Nesse sentido, sua relevância assinala para o fato de que a “realidade é
historicamente construída, o conhecimento científico faz parte dessa construção” e não
pode ser “compreendido como meramente instrumental” (NASCIMENTO; SOUZA;
CARNEIRO, 2011, p. 225). Tal consideração sinaliza para a formação de professores a
importância de se proporcionar reflexões de cunho teórico-epistemológico, em especial no
que tange as singularidades características dos processos internos e externos que
possibilitaram a constituição das ciências de referência.

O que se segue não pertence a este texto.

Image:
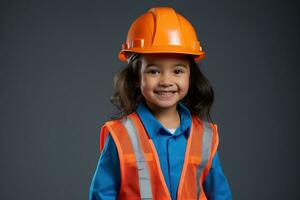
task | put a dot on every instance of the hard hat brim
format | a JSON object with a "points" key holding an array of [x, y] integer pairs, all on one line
{"points": [[199, 55]]}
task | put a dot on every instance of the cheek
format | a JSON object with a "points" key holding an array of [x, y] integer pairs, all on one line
{"points": [[184, 83], [146, 83]]}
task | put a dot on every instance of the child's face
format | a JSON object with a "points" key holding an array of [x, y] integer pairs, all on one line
{"points": [[164, 79]]}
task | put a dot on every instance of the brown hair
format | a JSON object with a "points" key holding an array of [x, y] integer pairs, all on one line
{"points": [[127, 96]]}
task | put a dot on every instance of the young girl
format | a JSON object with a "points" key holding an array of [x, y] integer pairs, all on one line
{"points": [[164, 144]]}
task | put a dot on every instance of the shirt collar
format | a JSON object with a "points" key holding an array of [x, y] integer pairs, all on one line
{"points": [[153, 126]]}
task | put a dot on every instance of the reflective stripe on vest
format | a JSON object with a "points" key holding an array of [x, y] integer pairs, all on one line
{"points": [[206, 148], [141, 162], [141, 174]]}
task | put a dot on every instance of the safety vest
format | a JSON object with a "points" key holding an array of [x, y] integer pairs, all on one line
{"points": [[141, 174]]}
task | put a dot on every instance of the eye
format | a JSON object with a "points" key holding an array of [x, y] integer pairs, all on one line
{"points": [[178, 71], [153, 71]]}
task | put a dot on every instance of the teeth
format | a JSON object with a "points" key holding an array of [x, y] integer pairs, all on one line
{"points": [[165, 93]]}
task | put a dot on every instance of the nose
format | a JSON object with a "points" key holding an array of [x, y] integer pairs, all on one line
{"points": [[165, 80]]}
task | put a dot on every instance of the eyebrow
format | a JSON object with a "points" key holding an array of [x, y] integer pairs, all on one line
{"points": [[177, 64]]}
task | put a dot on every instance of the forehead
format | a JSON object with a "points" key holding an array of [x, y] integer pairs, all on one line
{"points": [[164, 58]]}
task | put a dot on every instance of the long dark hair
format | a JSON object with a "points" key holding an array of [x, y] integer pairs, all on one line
{"points": [[127, 96]]}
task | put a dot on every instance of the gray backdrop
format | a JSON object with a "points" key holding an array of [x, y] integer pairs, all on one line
{"points": [[57, 61]]}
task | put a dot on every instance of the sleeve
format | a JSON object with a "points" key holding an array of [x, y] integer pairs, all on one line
{"points": [[106, 181], [216, 186]]}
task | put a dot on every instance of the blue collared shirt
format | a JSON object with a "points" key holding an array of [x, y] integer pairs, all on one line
{"points": [[171, 151]]}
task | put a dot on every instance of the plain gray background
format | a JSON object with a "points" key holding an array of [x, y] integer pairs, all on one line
{"points": [[57, 61]]}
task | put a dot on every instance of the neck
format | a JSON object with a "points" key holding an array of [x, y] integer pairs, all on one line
{"points": [[168, 117]]}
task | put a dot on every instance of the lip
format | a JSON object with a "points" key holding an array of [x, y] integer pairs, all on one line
{"points": [[165, 94]]}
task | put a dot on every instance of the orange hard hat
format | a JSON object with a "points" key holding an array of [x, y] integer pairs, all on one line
{"points": [[161, 30]]}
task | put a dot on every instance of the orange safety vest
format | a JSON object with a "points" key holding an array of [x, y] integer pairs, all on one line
{"points": [[141, 174]]}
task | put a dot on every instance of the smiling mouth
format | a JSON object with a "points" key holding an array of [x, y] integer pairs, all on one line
{"points": [[165, 93]]}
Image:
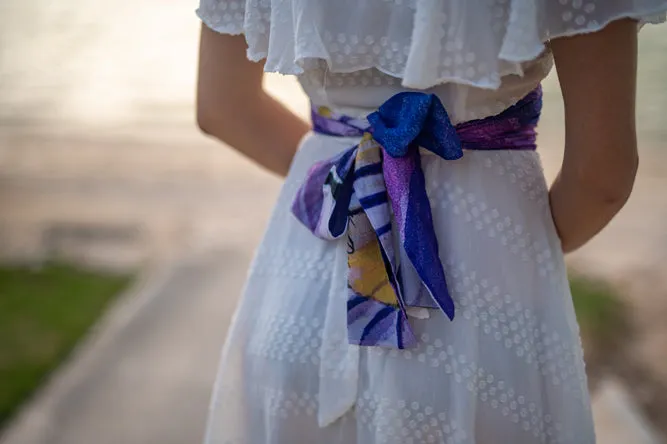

Com vista a fomentar esse debate, o presente estudo é um Relato de Experiência
(RE) que problematiza a disciplina História e Epistemologia das Ciências da Natureza no
contexto do Programa de Pós-Graduação em Educação em Ciências e Matemática da
Universidade Federal de Goiás (PPGECM/UFG). A disciplina foi ministrada por três
docentes, sendo um professor com formação em Física e duas outras professoras, com
formação em Biologia e Química respectivamente.
Essa multiplicidade de áreas trouxe um diferencial que enriqueceu as discussões,
haja vista a geração de possibilidades de compreensão das distinções epistemológicas que
transversalizam cada uma dessas ciências. Assim, o trabalho objetiva relatar e discutir as
percepções, reflexões e contribuições da disciplina para a formação continuada de
professores de Ciências da Natureza.

METODOLOGIA
Aproximando-se com os estudos descritivos, este relato descreve os fenômenos a
partir de possíveis estabelecimentos de relações da ação (GIL, 2008). De acordo com
Mussi, Flores e Almeida (2021), este tipo de produção científica deve conter descrições
informativas, referenciadas, dialogadas e críticas para se tornarem relevantes no meio
acadêmico tanto para discentes quanto docentes.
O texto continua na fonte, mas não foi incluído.